I’d never really thought of myself as being sensitive when it comes to touch but the more I think about it, the more experiences come to mind. I’m pretty specific about the fabrics I can wear and there aren’t many things I can put on my skin. It doesn’t take much before it feels unclean and once that feeling sets in, I can’t shake it. It’s horrible. There have been a few days where even multiple showers won’t fix it. I’ve also had some pretty bad reactions to various soaps and make up products, even those labelled as suitable for sensitive skin. The most dramatic example of this was when I was given perfume for my birthday. I love the smell of it but wearing it causes this weird reaction: my eyes water, my nose itches, my throat hurts, and so on. The worst part is how badly it irritates my lips: the skin burns and splits and it can take days to heal. And I don’t even have to be wearing the perfume to have that reaction; I only have to be wearing something I once wore with the perfume. Washing and airing the clothes hasn’t seemed to help much but I’m holding out hope that it will eventually fade.

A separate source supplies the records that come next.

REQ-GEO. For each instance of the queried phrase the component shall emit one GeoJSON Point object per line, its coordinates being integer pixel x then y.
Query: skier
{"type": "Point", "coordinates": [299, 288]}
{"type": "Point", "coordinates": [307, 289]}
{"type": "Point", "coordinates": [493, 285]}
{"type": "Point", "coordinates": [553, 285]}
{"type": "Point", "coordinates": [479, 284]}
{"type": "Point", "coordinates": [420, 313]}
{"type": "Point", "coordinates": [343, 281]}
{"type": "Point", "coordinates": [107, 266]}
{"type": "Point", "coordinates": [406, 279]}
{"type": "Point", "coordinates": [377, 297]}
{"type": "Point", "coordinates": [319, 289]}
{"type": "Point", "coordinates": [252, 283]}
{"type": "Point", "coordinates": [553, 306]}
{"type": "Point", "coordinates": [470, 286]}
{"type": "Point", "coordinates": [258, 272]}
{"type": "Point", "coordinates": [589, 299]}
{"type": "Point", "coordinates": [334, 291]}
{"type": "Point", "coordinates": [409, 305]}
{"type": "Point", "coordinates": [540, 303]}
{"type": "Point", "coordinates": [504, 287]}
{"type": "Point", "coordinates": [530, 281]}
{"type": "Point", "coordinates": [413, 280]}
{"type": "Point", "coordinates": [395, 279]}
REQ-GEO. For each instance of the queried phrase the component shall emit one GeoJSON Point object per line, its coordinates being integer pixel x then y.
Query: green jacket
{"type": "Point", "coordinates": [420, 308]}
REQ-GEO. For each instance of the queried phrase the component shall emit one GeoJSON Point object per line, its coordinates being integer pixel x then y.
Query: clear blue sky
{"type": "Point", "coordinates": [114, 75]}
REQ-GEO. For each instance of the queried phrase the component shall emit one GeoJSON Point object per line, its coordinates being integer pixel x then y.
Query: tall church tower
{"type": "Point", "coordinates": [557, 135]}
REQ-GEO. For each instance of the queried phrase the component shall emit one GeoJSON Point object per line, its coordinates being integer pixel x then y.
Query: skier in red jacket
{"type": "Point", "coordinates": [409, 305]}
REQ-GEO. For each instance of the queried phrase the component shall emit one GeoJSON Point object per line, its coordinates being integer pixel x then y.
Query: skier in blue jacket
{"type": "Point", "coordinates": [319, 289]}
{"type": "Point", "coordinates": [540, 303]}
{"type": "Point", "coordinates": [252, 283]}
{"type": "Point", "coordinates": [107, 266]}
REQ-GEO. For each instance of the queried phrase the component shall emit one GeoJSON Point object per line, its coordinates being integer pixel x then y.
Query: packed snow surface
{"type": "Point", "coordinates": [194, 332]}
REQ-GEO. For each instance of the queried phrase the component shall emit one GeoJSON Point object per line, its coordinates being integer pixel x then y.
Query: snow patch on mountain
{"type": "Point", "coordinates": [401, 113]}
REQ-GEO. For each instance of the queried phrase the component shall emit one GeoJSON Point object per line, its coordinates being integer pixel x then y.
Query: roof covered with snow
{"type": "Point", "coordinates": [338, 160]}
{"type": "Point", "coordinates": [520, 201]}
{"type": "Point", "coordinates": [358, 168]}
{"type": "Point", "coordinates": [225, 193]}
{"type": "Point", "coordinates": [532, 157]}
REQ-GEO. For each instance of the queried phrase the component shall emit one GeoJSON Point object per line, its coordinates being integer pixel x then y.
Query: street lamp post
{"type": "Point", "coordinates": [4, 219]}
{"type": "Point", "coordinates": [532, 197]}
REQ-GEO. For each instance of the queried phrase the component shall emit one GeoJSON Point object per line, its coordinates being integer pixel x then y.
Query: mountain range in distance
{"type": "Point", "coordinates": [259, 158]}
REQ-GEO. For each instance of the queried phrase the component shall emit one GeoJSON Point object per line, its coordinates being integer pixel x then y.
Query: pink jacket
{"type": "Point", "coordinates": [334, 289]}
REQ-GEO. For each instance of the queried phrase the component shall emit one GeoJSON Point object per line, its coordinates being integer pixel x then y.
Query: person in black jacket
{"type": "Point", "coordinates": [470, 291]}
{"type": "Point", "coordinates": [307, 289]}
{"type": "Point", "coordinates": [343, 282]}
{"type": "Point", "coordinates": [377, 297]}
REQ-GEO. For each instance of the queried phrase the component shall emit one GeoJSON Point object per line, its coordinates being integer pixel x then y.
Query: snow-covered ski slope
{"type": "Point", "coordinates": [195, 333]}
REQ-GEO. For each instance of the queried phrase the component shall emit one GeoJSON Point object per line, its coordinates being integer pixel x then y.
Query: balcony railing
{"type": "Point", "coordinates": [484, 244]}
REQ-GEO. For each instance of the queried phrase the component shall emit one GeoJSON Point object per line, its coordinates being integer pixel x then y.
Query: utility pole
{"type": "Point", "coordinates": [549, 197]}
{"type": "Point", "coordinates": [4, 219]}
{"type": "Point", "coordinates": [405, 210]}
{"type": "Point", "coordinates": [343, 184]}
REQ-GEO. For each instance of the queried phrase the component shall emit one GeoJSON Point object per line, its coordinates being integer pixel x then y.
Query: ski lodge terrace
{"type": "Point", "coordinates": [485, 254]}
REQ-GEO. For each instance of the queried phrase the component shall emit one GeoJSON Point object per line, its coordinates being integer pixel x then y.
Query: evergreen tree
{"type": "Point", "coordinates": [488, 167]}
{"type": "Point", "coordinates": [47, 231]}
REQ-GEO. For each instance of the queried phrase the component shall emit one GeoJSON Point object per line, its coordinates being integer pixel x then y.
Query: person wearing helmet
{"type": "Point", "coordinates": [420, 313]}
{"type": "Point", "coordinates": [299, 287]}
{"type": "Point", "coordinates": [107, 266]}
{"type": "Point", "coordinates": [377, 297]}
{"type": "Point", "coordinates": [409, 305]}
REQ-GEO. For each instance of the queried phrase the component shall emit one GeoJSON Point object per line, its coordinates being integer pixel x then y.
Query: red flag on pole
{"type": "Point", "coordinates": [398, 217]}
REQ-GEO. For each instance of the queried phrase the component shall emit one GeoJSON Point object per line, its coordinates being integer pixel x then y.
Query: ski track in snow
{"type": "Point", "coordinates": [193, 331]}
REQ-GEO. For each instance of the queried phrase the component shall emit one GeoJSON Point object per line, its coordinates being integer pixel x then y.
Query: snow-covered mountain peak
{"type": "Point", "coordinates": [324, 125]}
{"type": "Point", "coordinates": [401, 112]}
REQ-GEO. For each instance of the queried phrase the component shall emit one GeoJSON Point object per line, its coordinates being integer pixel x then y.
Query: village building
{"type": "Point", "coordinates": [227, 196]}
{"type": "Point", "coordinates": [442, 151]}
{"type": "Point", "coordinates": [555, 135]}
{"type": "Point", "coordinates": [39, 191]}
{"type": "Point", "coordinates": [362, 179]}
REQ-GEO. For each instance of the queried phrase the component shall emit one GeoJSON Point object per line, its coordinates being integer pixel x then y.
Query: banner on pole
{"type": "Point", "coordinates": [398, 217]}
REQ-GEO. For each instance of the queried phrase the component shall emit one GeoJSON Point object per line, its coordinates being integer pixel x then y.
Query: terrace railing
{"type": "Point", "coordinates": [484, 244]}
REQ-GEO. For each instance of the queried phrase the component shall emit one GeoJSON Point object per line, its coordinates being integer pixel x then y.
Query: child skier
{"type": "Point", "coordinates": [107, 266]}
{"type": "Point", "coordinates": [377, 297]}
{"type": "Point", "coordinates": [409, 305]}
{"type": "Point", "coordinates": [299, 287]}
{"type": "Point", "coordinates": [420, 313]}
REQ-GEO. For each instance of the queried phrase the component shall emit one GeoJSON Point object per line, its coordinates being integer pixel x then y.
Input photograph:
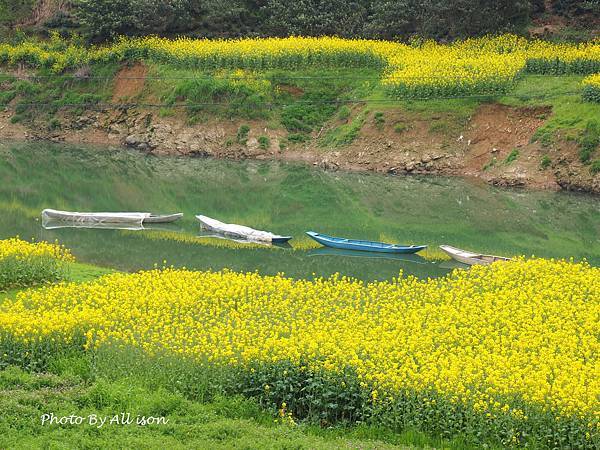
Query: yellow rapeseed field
{"type": "Point", "coordinates": [20, 249]}
{"type": "Point", "coordinates": [25, 263]}
{"type": "Point", "coordinates": [527, 329]}
{"type": "Point", "coordinates": [473, 66]}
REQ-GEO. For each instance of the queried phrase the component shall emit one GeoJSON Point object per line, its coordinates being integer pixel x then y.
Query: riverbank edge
{"type": "Point", "coordinates": [478, 153]}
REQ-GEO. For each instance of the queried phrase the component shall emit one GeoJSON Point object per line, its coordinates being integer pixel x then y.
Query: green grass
{"type": "Point", "coordinates": [76, 272]}
{"type": "Point", "coordinates": [345, 134]}
{"type": "Point", "coordinates": [513, 156]}
{"type": "Point", "coordinates": [570, 113]}
{"type": "Point", "coordinates": [223, 423]}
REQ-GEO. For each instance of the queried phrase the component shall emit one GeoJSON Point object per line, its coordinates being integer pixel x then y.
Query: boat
{"type": "Point", "coordinates": [470, 258]}
{"type": "Point", "coordinates": [369, 246]}
{"type": "Point", "coordinates": [163, 218]}
{"type": "Point", "coordinates": [53, 224]}
{"type": "Point", "coordinates": [107, 217]}
{"type": "Point", "coordinates": [240, 231]}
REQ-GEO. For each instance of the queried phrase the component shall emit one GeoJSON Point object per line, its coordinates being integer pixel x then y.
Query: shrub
{"type": "Point", "coordinates": [589, 140]}
{"type": "Point", "coordinates": [545, 162]}
{"type": "Point", "coordinates": [513, 155]}
{"type": "Point", "coordinates": [242, 134]}
{"type": "Point", "coordinates": [264, 142]}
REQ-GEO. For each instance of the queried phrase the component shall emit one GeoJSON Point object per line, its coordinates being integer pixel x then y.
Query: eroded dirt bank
{"type": "Point", "coordinates": [495, 144]}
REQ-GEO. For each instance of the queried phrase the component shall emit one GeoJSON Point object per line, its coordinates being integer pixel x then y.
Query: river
{"type": "Point", "coordinates": [283, 198]}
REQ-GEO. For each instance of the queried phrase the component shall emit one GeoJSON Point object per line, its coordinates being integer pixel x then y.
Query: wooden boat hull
{"type": "Point", "coordinates": [163, 218]}
{"type": "Point", "coordinates": [364, 246]}
{"type": "Point", "coordinates": [471, 258]}
{"type": "Point", "coordinates": [93, 217]}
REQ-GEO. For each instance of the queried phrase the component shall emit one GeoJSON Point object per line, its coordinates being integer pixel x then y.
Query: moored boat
{"type": "Point", "coordinates": [163, 218]}
{"type": "Point", "coordinates": [107, 217]}
{"type": "Point", "coordinates": [369, 246]}
{"type": "Point", "coordinates": [240, 231]}
{"type": "Point", "coordinates": [470, 258]}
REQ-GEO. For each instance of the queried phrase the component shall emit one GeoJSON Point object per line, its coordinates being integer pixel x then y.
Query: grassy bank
{"type": "Point", "coordinates": [301, 349]}
{"type": "Point", "coordinates": [111, 382]}
{"type": "Point", "coordinates": [72, 387]}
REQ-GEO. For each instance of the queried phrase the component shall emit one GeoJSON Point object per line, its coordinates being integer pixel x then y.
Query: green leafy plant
{"type": "Point", "coordinates": [264, 142]}
{"type": "Point", "coordinates": [242, 134]}
{"type": "Point", "coordinates": [545, 162]}
{"type": "Point", "coordinates": [512, 156]}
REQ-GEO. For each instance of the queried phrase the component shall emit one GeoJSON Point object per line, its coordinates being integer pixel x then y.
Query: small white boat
{"type": "Point", "coordinates": [107, 217]}
{"type": "Point", "coordinates": [163, 218]}
{"type": "Point", "coordinates": [240, 231]}
{"type": "Point", "coordinates": [471, 258]}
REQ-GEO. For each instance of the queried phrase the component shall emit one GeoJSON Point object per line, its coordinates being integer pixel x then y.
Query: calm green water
{"type": "Point", "coordinates": [285, 199]}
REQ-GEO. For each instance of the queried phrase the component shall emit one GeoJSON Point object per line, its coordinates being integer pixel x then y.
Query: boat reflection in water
{"type": "Point", "coordinates": [412, 258]}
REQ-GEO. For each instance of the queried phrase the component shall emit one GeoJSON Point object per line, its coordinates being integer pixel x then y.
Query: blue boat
{"type": "Point", "coordinates": [368, 246]}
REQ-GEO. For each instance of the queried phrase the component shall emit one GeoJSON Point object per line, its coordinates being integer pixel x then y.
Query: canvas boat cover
{"type": "Point", "coordinates": [234, 230]}
{"type": "Point", "coordinates": [53, 215]}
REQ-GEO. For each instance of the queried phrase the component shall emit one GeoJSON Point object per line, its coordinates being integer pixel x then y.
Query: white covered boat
{"type": "Point", "coordinates": [471, 258]}
{"type": "Point", "coordinates": [130, 218]}
{"type": "Point", "coordinates": [240, 231]}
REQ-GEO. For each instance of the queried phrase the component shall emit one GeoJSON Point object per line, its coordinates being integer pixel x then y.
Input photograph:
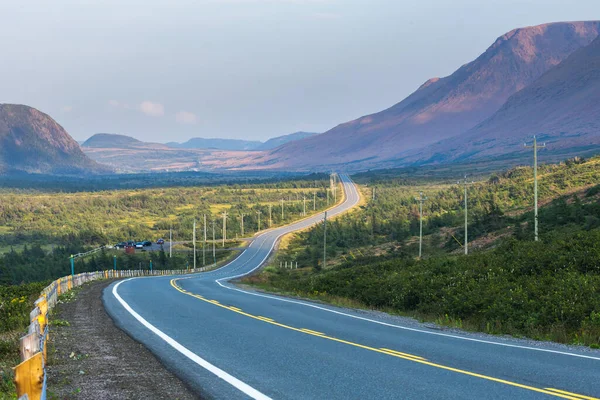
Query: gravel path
{"type": "Point", "coordinates": [90, 358]}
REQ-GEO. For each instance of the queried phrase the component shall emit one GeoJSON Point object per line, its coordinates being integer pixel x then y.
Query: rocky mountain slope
{"type": "Point", "coordinates": [562, 108]}
{"type": "Point", "coordinates": [440, 108]}
{"type": "Point", "coordinates": [31, 141]}
{"type": "Point", "coordinates": [280, 140]}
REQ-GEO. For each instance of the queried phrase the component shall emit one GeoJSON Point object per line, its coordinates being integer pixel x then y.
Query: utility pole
{"type": "Point", "coordinates": [214, 252]}
{"type": "Point", "coordinates": [325, 240]}
{"type": "Point", "coordinates": [194, 239]}
{"type": "Point", "coordinates": [535, 146]}
{"type": "Point", "coordinates": [259, 212]}
{"type": "Point", "coordinates": [304, 205]}
{"type": "Point", "coordinates": [224, 227]}
{"type": "Point", "coordinates": [421, 199]}
{"type": "Point", "coordinates": [204, 244]}
{"type": "Point", "coordinates": [466, 216]}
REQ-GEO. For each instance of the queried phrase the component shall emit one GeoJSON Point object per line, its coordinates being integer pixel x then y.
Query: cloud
{"type": "Point", "coordinates": [152, 109]}
{"type": "Point", "coordinates": [327, 16]}
{"type": "Point", "coordinates": [186, 117]}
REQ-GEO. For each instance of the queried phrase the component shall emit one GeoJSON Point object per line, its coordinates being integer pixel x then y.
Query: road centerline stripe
{"type": "Point", "coordinates": [397, 354]}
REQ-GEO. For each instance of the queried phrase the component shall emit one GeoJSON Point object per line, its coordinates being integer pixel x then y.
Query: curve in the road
{"type": "Point", "coordinates": [275, 347]}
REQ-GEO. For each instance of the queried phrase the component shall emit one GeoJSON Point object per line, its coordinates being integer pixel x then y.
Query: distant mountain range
{"type": "Point", "coordinates": [116, 141]}
{"type": "Point", "coordinates": [542, 80]}
{"type": "Point", "coordinates": [236, 144]}
{"type": "Point", "coordinates": [562, 107]}
{"type": "Point", "coordinates": [32, 142]}
{"type": "Point", "coordinates": [450, 107]}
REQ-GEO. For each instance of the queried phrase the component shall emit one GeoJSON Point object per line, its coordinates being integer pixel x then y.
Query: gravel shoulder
{"type": "Point", "coordinates": [90, 358]}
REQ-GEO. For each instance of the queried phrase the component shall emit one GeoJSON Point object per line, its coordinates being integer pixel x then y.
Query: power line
{"type": "Point", "coordinates": [421, 199]}
{"type": "Point", "coordinates": [535, 146]}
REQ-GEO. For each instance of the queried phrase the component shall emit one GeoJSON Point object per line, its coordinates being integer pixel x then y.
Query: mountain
{"type": "Point", "coordinates": [116, 141]}
{"type": "Point", "coordinates": [280, 140]}
{"type": "Point", "coordinates": [441, 107]}
{"type": "Point", "coordinates": [562, 107]}
{"type": "Point", "coordinates": [221, 144]}
{"type": "Point", "coordinates": [31, 141]}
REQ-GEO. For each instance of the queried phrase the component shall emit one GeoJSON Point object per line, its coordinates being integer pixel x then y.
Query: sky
{"type": "Point", "coordinates": [170, 70]}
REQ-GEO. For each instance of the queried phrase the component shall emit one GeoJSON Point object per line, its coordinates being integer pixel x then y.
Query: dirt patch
{"type": "Point", "coordinates": [90, 358]}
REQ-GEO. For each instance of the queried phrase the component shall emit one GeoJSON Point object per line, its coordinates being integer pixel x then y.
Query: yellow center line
{"type": "Point", "coordinates": [393, 353]}
{"type": "Point", "coordinates": [311, 331]}
{"type": "Point", "coordinates": [402, 354]}
{"type": "Point", "coordinates": [579, 396]}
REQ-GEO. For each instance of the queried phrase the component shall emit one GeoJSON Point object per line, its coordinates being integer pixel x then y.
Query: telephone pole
{"type": "Point", "coordinates": [194, 240]}
{"type": "Point", "coordinates": [304, 206]}
{"type": "Point", "coordinates": [259, 212]}
{"type": "Point", "coordinates": [214, 241]}
{"type": "Point", "coordinates": [204, 244]}
{"type": "Point", "coordinates": [325, 240]}
{"type": "Point", "coordinates": [421, 199]}
{"type": "Point", "coordinates": [466, 216]}
{"type": "Point", "coordinates": [224, 227]}
{"type": "Point", "coordinates": [535, 146]}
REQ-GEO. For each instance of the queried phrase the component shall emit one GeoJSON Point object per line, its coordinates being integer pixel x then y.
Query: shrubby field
{"type": "Point", "coordinates": [507, 284]}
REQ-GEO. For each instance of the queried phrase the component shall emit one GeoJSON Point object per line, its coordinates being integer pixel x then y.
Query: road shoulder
{"type": "Point", "coordinates": [91, 358]}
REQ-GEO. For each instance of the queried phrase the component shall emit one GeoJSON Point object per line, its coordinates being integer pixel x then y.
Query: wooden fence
{"type": "Point", "coordinates": [30, 374]}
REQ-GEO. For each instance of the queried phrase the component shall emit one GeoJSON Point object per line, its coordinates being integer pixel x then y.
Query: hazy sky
{"type": "Point", "coordinates": [165, 70]}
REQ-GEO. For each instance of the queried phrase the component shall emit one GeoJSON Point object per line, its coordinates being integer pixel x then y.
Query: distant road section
{"type": "Point", "coordinates": [228, 343]}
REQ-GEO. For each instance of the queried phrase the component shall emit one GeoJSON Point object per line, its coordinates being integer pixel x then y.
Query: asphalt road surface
{"type": "Point", "coordinates": [228, 343]}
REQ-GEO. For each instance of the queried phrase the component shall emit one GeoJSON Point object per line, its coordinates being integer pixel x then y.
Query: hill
{"type": "Point", "coordinates": [32, 142]}
{"type": "Point", "coordinates": [281, 140]}
{"type": "Point", "coordinates": [441, 107]}
{"type": "Point", "coordinates": [561, 107]}
{"type": "Point", "coordinates": [214, 143]}
{"type": "Point", "coordinates": [116, 141]}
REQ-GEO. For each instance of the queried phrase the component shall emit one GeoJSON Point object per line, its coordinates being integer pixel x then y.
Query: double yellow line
{"type": "Point", "coordinates": [549, 391]}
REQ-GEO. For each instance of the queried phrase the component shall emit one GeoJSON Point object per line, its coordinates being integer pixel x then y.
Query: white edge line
{"type": "Point", "coordinates": [218, 281]}
{"type": "Point", "coordinates": [243, 387]}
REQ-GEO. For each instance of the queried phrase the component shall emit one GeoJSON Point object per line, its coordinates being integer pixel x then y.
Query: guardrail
{"type": "Point", "coordinates": [30, 374]}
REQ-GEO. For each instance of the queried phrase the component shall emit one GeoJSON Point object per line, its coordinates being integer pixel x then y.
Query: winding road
{"type": "Point", "coordinates": [229, 343]}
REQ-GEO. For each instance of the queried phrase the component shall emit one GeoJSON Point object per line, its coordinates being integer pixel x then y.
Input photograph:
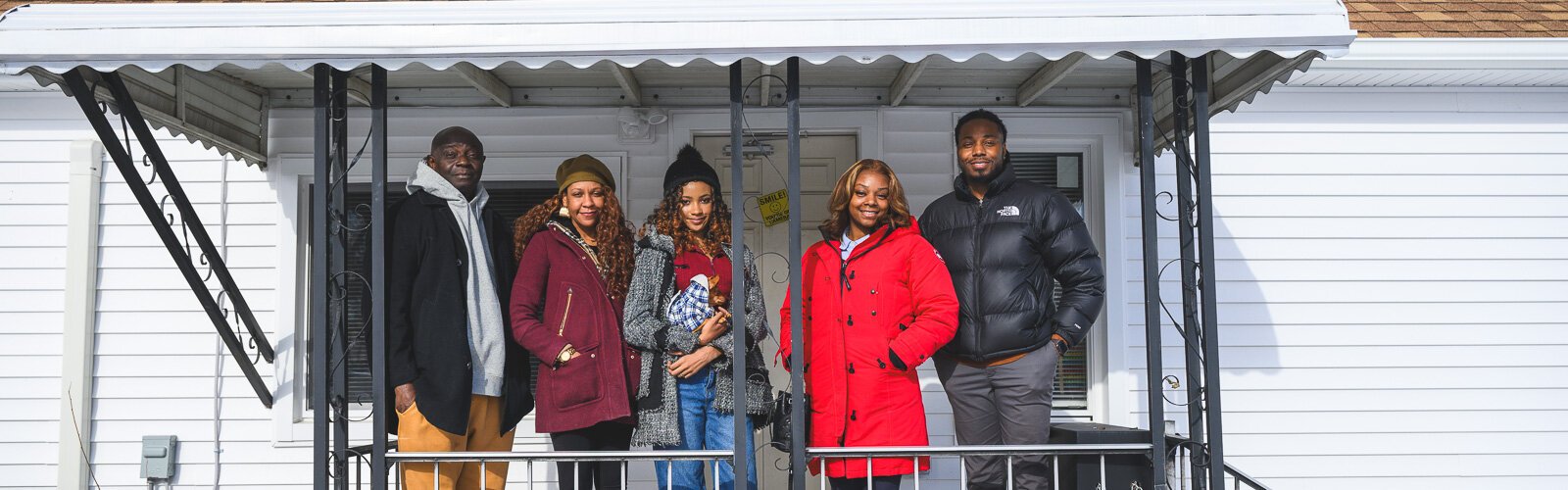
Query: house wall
{"type": "Point", "coordinates": [1392, 284]}
{"type": "Point", "coordinates": [1393, 288]}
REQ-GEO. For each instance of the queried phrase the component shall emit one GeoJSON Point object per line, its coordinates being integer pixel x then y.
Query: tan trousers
{"type": "Point", "coordinates": [417, 435]}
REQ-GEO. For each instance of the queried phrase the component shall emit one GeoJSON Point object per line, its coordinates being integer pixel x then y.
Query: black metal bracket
{"type": "Point", "coordinates": [86, 99]}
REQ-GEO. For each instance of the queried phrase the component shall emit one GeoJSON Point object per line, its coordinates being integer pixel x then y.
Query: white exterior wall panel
{"type": "Point", "coordinates": [1392, 288]}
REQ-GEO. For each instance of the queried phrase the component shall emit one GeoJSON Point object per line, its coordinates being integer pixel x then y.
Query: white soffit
{"type": "Point", "coordinates": [535, 33]}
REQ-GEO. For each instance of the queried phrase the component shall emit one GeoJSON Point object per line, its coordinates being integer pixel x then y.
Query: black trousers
{"type": "Point", "coordinates": [592, 474]}
{"type": "Point", "coordinates": [878, 482]}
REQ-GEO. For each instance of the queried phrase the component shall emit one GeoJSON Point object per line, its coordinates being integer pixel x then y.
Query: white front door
{"type": "Point", "coordinates": [822, 159]}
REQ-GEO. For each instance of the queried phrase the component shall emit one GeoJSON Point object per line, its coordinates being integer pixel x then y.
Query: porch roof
{"type": "Point", "coordinates": [231, 60]}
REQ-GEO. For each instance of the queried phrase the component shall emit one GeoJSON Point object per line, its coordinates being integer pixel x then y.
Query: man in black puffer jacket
{"type": "Point", "coordinates": [1004, 240]}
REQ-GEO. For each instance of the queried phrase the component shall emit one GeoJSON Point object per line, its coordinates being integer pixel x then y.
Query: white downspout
{"type": "Point", "coordinates": [80, 319]}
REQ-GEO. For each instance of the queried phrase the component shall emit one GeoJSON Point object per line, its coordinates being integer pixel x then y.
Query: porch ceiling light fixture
{"type": "Point", "coordinates": [637, 124]}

My relationship with food needs it’s own post (I’ll get there, I promise!) but I think it’s important to mention in this context. I am really, really sensitive when it comes to food, so much so that I can only handle pretty bland stuff. This used to be a big problem because my family is pretty adventurous when it comes to trying different recipes and that often caused stress and anxiety all around. I got labelled as a picky eater and the most common response was to push me to eat the things I didn’t like, assuming that the experience would get better. But it didn’t; I just got more and more anxious around food. But since the diagnosis, it’s been easier. Well, easier to manage. It’s something that people can understand and that has really lessened the pressure on me. Now, the people around me let me decide what I can and can’t handle. I struggle with both texture and with taste and that can make some food impossible to eat. I get so overwhelmed by all the flavours that I can’t taste any of them individually. It’s like throwing a load of different coloured paints together: you don’t see all the different colours, you just get one new colour and it often isn’t a nice one. And that links into being really sensitive to smell. Something that those around me can’t smell can overwhelm me like a fog. It gets into my throat and my eyes. I won’t be able to focus and often have to leave the vicinity.

There are other things that overload my brain and while they aren’t exactly to do with my senses, they feel pretty similar. I guess they’re based on intuition and it seems that my intuition can be as amplified as my other senses.

Being in a crowd of people also overwhelms me emotionally. I get overloaded with how everyone has a name, a favourite colour, family, friends (who all have names and favourite colours), foods they hate, superstitions, dates they always remember, phone numbers they always forget, movies they quote, and so on and so on and so on. I get overwhelmed by how much is in everyone’s lives and I end up feeling like I’m being crushed by the weight of that. I feel like I can’t breathe. Some days I don’t feel it so strongly but on the days where I feel really fragile, like I don’t have any skin, it’s very, very stressful.

Another thing that needs it’s own post is my reaction to other people’s emotions. I feel like a lightning rod for them, especially the strong ones. I want to write more about this at some point but again, it’s relevant here. When I’m around anyone feeling a strong emotion, I start to feel it too. Most commonly I feel other people’s grief. And there’s always guilt mixed in: they’re not my emotions so I shouldn’t be feeling them. But I can’t help it. And it doesn’t take long for me to feel overwhelmed by all of that.

All of these things become exponentially worse when I’m stressed or anxious which, of course, is when I feel least able to cope with it. I don’t know if it’s something I can change, or whether my brain is wired this way, making everything so intense. Maybe it’s both. Maybe it’s neither.